Há, porém, quem despreze essas razões. Os eleitos para mandatos públicos tendem ao conservadorismo, ao menos na medida em que souberem usar o sistema existente. Outros pretendem chancelar a tutela dos direitos alheios em nome de suas conjecturas pessoais ou "científicas". De modo geral, penso que o principal problema é supor que se possa julgar essa questão sem ir além de um cálculo de consequências que tende a ser tão precário quanto casuísta.

Por exemplo, há quem diga que as eleições no Brasil são uma festa cívica, mas em países onde o voto é facultativo são um ritual burocrático. Visão muito superficial da vida política estrangeira. E, se festa for a eleição brasileira, por que não poderia o mesmo aparato publicitário atual ser usado para garantir e festejar o exercício dos direitos democráticos?

Outros calculam que o número de votantes será menor e, portanto, a democracia estará em risco. Concedendo que a hipótese seja correta, o valor maior do voto individual de quem votar seria um ganho desprezível? Bem como a clarificação do contrato que o voto passa a estabelecer entre eleitor e eleito? As hipóteses catastróficas andam sempre de mãos dadas com a restrição de direitos.

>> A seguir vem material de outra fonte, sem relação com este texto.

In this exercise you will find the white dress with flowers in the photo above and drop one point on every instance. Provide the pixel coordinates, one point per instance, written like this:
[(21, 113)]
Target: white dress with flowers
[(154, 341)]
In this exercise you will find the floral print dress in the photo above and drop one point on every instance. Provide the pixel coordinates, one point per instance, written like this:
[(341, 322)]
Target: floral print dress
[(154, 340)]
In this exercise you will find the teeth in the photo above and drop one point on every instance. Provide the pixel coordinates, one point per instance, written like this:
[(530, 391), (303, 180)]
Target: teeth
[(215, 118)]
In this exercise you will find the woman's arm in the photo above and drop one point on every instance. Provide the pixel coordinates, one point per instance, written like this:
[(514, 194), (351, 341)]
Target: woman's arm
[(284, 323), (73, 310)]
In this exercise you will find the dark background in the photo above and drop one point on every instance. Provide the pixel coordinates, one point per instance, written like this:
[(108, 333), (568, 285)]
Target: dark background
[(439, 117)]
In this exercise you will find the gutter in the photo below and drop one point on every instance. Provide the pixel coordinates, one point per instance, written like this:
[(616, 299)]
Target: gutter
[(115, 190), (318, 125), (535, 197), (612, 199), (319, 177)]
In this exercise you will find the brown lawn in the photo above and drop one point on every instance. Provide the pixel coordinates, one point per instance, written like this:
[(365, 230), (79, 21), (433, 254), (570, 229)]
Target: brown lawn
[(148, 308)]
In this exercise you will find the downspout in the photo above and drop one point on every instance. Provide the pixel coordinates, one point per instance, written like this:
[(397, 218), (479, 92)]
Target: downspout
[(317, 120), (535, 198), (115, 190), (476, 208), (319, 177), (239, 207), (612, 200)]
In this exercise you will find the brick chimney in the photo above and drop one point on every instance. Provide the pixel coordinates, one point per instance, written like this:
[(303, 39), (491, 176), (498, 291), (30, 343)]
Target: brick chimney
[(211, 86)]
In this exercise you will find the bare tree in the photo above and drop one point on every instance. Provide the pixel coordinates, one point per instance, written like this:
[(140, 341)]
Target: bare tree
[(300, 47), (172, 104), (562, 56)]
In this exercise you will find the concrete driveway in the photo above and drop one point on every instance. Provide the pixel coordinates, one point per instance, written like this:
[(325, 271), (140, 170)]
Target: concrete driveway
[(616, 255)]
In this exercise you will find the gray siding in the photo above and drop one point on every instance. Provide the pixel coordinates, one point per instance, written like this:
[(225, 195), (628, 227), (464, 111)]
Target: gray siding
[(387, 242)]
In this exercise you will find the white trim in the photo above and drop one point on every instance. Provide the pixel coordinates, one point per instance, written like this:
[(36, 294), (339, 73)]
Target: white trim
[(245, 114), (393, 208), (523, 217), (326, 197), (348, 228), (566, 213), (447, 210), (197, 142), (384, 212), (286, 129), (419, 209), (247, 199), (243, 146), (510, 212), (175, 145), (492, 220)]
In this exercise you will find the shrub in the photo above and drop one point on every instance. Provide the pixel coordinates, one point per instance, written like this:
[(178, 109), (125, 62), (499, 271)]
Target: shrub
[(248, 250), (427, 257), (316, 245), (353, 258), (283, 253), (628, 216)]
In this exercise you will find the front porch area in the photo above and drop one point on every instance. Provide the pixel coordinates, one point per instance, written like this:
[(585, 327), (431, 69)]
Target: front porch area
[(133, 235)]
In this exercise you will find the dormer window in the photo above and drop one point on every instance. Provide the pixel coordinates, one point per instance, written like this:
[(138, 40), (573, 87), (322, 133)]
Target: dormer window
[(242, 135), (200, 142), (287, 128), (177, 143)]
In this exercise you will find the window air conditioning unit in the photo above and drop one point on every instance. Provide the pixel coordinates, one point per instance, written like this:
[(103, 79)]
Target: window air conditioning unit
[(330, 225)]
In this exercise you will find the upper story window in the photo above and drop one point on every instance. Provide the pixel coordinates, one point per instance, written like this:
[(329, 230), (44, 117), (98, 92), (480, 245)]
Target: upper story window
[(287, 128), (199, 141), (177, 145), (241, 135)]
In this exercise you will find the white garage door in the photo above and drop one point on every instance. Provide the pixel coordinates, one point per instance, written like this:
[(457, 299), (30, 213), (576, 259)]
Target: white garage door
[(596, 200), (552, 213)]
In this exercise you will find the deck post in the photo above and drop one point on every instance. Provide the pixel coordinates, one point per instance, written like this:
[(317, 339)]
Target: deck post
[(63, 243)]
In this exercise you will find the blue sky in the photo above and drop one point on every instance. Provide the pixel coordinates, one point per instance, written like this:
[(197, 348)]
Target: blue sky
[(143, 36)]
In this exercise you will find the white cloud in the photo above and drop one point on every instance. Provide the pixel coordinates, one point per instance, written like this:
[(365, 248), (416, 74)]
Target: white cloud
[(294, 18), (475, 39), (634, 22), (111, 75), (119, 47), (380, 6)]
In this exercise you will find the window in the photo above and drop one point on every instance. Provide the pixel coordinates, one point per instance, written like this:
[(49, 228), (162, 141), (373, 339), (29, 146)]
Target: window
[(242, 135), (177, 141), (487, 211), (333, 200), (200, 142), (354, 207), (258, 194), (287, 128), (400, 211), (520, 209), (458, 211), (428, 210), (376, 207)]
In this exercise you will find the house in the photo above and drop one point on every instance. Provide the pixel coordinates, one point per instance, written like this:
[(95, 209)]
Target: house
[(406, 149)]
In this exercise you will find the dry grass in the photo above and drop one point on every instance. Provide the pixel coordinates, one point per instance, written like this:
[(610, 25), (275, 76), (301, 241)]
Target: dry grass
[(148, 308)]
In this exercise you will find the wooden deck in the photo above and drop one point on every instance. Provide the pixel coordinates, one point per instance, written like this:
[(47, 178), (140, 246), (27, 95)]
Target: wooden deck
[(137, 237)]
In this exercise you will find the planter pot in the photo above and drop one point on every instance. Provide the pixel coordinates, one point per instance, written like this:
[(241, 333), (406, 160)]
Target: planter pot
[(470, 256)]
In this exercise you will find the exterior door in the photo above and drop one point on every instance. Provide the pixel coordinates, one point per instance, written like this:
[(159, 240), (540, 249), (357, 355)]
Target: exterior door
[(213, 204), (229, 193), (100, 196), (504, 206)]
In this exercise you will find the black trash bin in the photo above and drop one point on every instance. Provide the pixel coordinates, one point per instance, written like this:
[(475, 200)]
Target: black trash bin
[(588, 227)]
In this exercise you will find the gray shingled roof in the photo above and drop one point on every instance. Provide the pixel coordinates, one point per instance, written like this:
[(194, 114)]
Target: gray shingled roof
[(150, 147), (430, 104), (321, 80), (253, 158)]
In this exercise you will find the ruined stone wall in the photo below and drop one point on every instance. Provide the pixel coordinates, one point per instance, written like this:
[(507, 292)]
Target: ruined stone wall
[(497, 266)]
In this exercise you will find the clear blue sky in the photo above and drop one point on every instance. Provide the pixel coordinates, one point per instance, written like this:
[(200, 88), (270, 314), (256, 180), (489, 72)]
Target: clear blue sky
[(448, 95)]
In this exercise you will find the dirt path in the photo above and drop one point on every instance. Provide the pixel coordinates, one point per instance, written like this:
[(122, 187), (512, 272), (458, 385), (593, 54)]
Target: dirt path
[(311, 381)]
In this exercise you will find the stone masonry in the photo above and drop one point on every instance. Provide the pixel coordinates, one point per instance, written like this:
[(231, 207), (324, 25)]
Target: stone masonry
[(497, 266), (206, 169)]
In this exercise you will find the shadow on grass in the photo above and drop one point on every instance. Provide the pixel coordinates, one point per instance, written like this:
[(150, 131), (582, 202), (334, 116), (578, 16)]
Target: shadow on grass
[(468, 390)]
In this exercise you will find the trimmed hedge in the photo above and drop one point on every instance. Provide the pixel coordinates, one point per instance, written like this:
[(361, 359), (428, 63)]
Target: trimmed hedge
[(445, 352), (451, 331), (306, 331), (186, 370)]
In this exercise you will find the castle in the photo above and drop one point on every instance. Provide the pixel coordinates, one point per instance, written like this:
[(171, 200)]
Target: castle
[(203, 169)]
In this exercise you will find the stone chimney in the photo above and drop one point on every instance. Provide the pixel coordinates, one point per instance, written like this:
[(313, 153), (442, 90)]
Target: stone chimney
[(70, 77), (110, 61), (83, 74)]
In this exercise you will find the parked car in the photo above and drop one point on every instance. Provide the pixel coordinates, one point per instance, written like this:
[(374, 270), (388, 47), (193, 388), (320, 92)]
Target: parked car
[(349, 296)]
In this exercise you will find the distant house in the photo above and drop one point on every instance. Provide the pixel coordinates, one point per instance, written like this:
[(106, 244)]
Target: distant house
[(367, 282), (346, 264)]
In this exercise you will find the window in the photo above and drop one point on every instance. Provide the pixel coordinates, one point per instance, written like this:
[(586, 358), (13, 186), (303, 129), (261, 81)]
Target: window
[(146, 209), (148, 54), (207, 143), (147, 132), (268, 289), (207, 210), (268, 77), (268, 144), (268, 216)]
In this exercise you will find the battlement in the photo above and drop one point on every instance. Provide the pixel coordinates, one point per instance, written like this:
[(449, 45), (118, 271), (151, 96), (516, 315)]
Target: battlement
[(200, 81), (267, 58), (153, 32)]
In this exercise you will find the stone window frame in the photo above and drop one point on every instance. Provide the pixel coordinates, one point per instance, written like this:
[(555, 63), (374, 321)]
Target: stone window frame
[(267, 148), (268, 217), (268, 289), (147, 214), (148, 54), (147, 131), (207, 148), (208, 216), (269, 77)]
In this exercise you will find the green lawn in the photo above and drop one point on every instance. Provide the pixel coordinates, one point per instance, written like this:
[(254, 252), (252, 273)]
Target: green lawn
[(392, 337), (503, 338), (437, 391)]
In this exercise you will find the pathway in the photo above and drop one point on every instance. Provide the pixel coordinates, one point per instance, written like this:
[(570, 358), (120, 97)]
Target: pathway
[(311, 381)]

Ou especula-se que os pobres votarão menos e serão assim prejudicados, posto que não é racional beneficiar quem não elege. Mas nossa experiência parece mostrar o oposto: os pobres não são muitas vezes mantidos nessa condição pelos eleitos, justamente porque isso permite a reiteração do estado de coisas? Bem mais razoável parece-me supor que, ricos ou pobres, serão eleitores mais interessados os que pesarão nas urnas com o voto facultativo, razão essa que, sozinha, me parece justificar a experiência.

Luiz Eva, doutor em Filosofia pela USP e pós-doutor em Filosofia pela Johns Hopkins University e Universidade de Nantes, é professor associado do Departamento de Filosofia da UFPR.